Movie review: ‘Identity Thief’ blends high morals and potty jokes
This undated publicity image released by Universal Pictures shows Jason Bateman, background, and Melissa McCarthy in a scene from, "Identity Thief." (AP Photo/Universal Pictures) Purchase photo reprints »
Director Seth Gordon’s new film, “Identity Thief,” blends heartfelt humor with a certain amount of shocking perversity, creating a fusion of morals and potty jokes.
Jason Bateman plays Sandy, an honest and moral businessman whose identity is stolen by Diana (Melissa McCarthy), a fraud artist. As the two vie for control over their self respect — and his name — they face challenges that unfold in a high-octane comedy of errors, led by McCarthy, whose talent for belligerent monologue and dramatic physical comedy is unparalleled.

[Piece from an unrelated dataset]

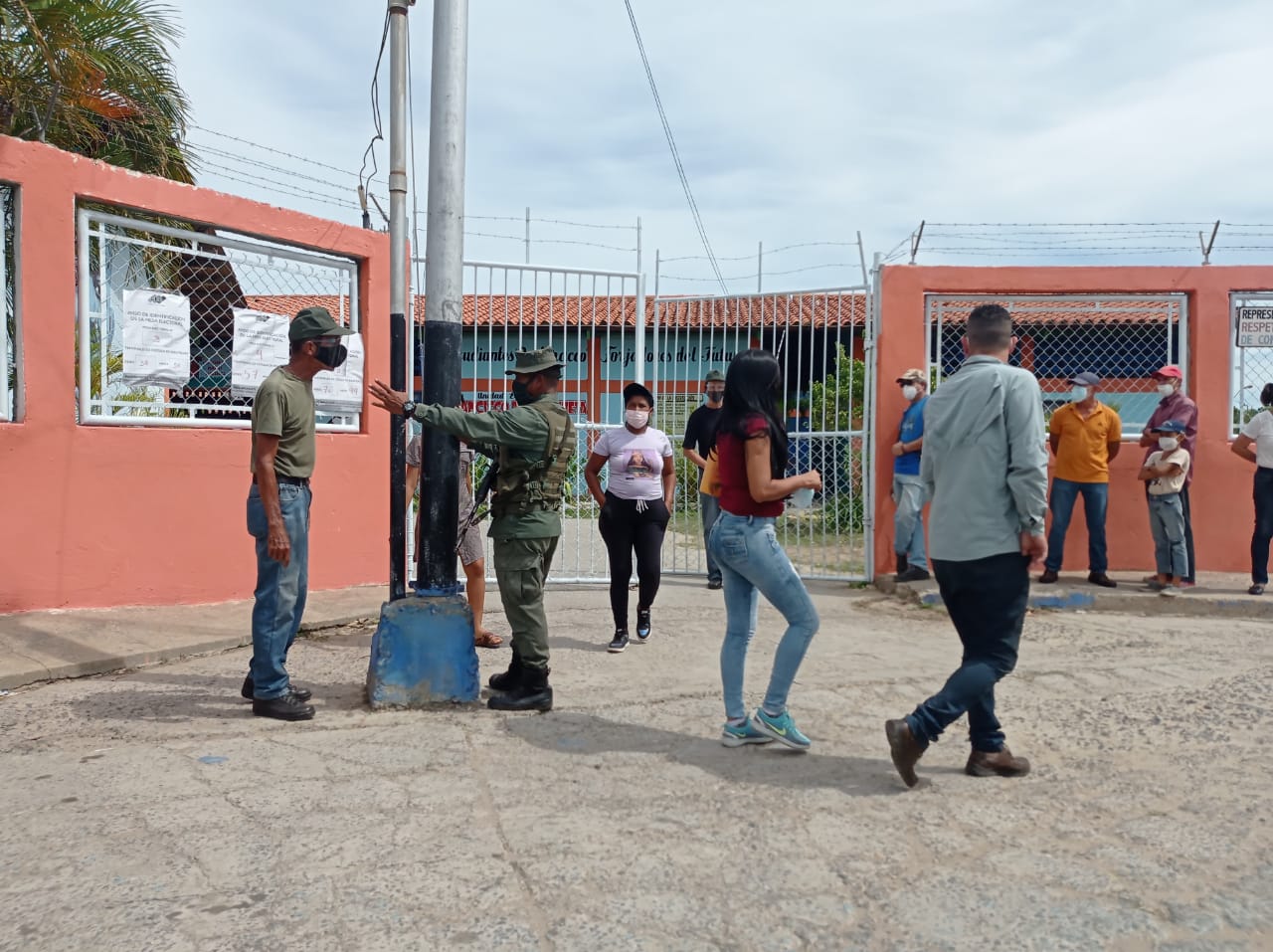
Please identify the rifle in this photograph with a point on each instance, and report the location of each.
(476, 513)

Sandy, an accountant, decides to go after his identity thief, and once he’s got Diana in his grips, he discovers she’s one tough cookie. He, on the other hand, is not a tough guy, and as he attempts to capture Diana, he becomes enmeshed in a world that is beyond his neat sense of control.
The brazen maverick manipulates him and embarrasses him time and time again. She is in control, even when she’s in big trouble, and she challenges her captor incessantly, creating a delightfully sardonic mood to the film. McCarthy, in particular, plays charmingly off Bateman’s straight-laced character.
After events conspire to throw Sandy and his nemesis together, a strained, yet hilarious relationship develops. Stuck together by fate, the two come to know each other more deeply as they navigate the dangers of the corrupt underworld in which Diana makes her home. As the movie progresses, the line between who’s right and who’s wrong begins to blur, and it’s not so easy anymore to pick sides.
Bateman is perfectly cast as Sandy; he’s really good at playing “normal.” Pairing him with McCarthy was a wise move. Bateman’s all dry-humor, a subtle mind at work in a loud world, while McCarthy’s brash and outlandish. Bateman’s Sandy provides a structured backbone for the film, which features its fair share of dysfunctional characters. Even when he’s pushed to his limits by Diana, Sandy maintains his moral compass.
As he did in his 2011 film, “Horrible Bosses,” Gordon serves up a brand of humor in which truth and honor survive in spite of certain shocking tendencies. “Identity Thief” maintains its dignity, despite its bold ventures into crude scenarios.
There’s no neat ending here — there’s not even a believable plot. But, as the movie tests our patience, it also artfully stretches the imagination. So check it out, and enjoy it for its sheer unpredictability.